Abstract
Solitary bees provide an important ecological and agricultural service by pollinating both wild plants and crops, often more effectively than honey bees. In the context of worldwide pollinators' declines, it is important to better understand the functioning of populations under multiple stressors at larger spatial and temporal scales. Here we propose building a detailed, spatially-explicit agent-based model of one of the best-studied species of solitary bees, Osmia bicornis L. In this Formal Model, we review various aspects of O. bicornis biology and ecology in detail and provide descriptions of their planned implementations in the model. We also discuss the model gaps and limitations, as well as inclusions and exclusions, allowing a dialogue with the reviewers about the model's design.

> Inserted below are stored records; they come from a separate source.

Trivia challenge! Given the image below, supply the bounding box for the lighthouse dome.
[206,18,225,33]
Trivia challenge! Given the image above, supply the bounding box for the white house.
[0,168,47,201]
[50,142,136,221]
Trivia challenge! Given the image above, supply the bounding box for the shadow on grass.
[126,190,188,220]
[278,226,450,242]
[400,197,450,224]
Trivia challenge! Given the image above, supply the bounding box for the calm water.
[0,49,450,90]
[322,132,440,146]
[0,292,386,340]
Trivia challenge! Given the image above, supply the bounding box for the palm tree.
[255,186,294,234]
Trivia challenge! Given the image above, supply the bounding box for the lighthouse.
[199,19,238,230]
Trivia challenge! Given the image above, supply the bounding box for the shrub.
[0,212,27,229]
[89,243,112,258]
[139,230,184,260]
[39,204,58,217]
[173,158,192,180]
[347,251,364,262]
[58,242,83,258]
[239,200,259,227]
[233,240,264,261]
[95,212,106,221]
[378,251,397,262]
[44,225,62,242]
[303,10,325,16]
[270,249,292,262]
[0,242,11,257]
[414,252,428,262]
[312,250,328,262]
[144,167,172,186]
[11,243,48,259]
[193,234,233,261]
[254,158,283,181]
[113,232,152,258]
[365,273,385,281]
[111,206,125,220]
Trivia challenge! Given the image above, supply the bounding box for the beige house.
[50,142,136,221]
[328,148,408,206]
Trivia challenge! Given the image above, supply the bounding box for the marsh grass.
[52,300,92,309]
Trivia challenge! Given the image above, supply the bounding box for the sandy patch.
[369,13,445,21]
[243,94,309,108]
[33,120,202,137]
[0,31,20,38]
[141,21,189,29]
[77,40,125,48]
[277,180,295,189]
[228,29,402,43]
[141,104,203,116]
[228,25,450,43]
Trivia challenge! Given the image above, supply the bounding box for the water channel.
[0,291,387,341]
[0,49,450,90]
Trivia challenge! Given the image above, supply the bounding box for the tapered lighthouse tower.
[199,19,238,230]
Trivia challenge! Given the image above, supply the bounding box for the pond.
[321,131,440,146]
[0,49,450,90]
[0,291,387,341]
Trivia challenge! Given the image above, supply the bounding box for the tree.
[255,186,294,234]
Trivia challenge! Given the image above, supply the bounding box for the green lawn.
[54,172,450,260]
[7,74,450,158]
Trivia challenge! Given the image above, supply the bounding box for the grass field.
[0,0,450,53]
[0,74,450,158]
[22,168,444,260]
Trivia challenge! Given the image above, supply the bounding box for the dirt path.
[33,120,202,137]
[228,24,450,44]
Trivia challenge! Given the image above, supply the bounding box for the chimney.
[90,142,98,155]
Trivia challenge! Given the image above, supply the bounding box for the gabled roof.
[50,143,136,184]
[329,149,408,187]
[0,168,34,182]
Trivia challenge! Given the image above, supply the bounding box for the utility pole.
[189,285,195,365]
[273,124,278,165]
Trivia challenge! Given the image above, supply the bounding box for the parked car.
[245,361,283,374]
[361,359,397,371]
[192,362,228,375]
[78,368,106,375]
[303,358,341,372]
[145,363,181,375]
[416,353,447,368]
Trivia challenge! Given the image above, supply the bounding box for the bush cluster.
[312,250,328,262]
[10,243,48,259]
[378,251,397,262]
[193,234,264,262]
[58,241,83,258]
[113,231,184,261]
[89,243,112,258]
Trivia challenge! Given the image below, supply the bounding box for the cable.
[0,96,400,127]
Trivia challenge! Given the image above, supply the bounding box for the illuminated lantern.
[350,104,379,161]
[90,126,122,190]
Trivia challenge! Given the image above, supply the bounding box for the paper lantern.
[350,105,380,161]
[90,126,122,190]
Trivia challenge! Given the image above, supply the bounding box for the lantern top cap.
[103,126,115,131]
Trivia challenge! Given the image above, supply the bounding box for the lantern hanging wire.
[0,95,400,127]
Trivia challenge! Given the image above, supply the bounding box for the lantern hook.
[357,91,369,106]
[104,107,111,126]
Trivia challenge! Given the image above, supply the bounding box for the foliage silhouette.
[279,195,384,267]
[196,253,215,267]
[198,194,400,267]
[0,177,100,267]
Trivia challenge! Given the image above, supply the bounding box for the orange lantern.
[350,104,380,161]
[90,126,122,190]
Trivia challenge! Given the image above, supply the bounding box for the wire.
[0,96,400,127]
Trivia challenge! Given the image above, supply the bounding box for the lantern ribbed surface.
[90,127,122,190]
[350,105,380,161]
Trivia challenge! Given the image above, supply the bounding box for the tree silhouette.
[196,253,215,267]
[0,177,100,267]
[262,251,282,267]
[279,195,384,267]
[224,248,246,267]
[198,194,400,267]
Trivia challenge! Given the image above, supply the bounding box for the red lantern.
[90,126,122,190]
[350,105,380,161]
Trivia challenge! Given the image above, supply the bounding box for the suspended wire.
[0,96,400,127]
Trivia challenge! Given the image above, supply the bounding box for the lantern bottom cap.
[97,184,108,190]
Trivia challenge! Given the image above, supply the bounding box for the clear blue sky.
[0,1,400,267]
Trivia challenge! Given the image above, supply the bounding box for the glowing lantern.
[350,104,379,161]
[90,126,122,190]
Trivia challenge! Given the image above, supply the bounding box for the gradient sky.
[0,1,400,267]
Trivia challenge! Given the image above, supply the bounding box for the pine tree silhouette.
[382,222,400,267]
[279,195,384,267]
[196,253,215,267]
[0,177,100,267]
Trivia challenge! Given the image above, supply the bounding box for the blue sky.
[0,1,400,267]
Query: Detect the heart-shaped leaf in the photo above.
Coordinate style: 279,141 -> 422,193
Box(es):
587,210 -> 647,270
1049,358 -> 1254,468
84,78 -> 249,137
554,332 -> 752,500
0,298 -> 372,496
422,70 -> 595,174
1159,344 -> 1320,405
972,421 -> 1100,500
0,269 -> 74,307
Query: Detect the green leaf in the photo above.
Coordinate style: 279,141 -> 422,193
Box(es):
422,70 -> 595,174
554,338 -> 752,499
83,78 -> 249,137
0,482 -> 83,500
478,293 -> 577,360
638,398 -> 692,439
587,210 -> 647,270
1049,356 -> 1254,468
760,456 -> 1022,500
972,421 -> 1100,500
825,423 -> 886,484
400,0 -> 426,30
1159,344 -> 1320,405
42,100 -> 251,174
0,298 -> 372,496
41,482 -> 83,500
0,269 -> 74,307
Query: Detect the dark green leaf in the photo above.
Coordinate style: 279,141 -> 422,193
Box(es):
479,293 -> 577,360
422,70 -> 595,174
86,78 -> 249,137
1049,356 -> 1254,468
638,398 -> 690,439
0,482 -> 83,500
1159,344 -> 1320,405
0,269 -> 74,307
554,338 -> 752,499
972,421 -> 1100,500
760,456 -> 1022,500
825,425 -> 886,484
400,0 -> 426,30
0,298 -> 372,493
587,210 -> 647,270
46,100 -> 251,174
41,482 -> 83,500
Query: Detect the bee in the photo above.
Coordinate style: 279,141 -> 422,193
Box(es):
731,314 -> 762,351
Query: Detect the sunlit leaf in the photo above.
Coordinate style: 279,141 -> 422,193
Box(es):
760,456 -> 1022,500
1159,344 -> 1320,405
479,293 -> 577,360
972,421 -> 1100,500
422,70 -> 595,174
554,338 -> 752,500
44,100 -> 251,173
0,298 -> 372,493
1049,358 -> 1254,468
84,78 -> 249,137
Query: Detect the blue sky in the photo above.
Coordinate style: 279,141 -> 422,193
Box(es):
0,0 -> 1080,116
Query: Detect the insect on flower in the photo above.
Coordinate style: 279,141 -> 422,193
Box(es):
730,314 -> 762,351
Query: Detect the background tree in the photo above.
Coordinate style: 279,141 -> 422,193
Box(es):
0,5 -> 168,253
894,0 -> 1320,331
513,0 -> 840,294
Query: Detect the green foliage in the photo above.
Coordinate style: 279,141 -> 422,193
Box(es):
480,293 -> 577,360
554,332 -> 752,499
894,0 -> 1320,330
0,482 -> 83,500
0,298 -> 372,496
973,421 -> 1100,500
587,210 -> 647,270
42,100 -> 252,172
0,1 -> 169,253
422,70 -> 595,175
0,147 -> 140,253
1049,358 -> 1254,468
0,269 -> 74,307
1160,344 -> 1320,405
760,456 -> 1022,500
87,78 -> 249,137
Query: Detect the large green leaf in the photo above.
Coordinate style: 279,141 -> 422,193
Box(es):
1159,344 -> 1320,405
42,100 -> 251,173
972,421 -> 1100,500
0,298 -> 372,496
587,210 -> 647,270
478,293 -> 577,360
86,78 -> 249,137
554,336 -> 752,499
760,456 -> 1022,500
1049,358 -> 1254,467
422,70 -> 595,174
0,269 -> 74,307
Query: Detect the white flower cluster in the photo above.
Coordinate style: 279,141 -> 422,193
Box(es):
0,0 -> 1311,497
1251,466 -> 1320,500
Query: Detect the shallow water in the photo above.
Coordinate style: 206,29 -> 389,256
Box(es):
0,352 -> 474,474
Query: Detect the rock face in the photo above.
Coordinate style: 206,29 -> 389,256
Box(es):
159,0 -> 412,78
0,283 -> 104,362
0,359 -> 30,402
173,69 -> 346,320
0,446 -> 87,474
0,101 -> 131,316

The ALMaSS model of O. bicornis aims to provide a realistic and detailed representation of O. bicornis populations in space and time in European agricultural landscapes. The model will be a part of the Animal, Landscape and Man Simulation System (ALMaSS); thus will be able to utilise a highly detailed, dynamic ALMaSS landscape model. It will consider the behaviour of all bee life stages daily and use state transitions to allow each individual to decide their behaviour. The development of egg-to-pupa stages in the nest will be temperature-driven. Adult bees, after they emerge from the nest in spring, will interact with the environment. They will be able to search for suitable nesting locations, provision their brood cells with pollen and reproduce. Modelled females will balance offspring size and number following the optimal allocation theory, but local environmental factors will modify their actual parental investment decisions. The model will include the daily mortality rate for the egg-to-pupa stages, overwintering mortality, and background mortality outside the nest. We will also consider the risk of open-cell parasitism as increasing with the time the brood cell is open.
With the level of detail suggested, the model will be able to simulate population-level dynamics in response to multiple factors at the landscape scale over long periods. The European Food Safety Authority (EFSA) has suggested O. bicornis as a model organism for non-Apis solitary bees in the pesticide risk assessment scheme. Therefore, we hope our model will be a first step in building future landscape risk assessments for solitary bees.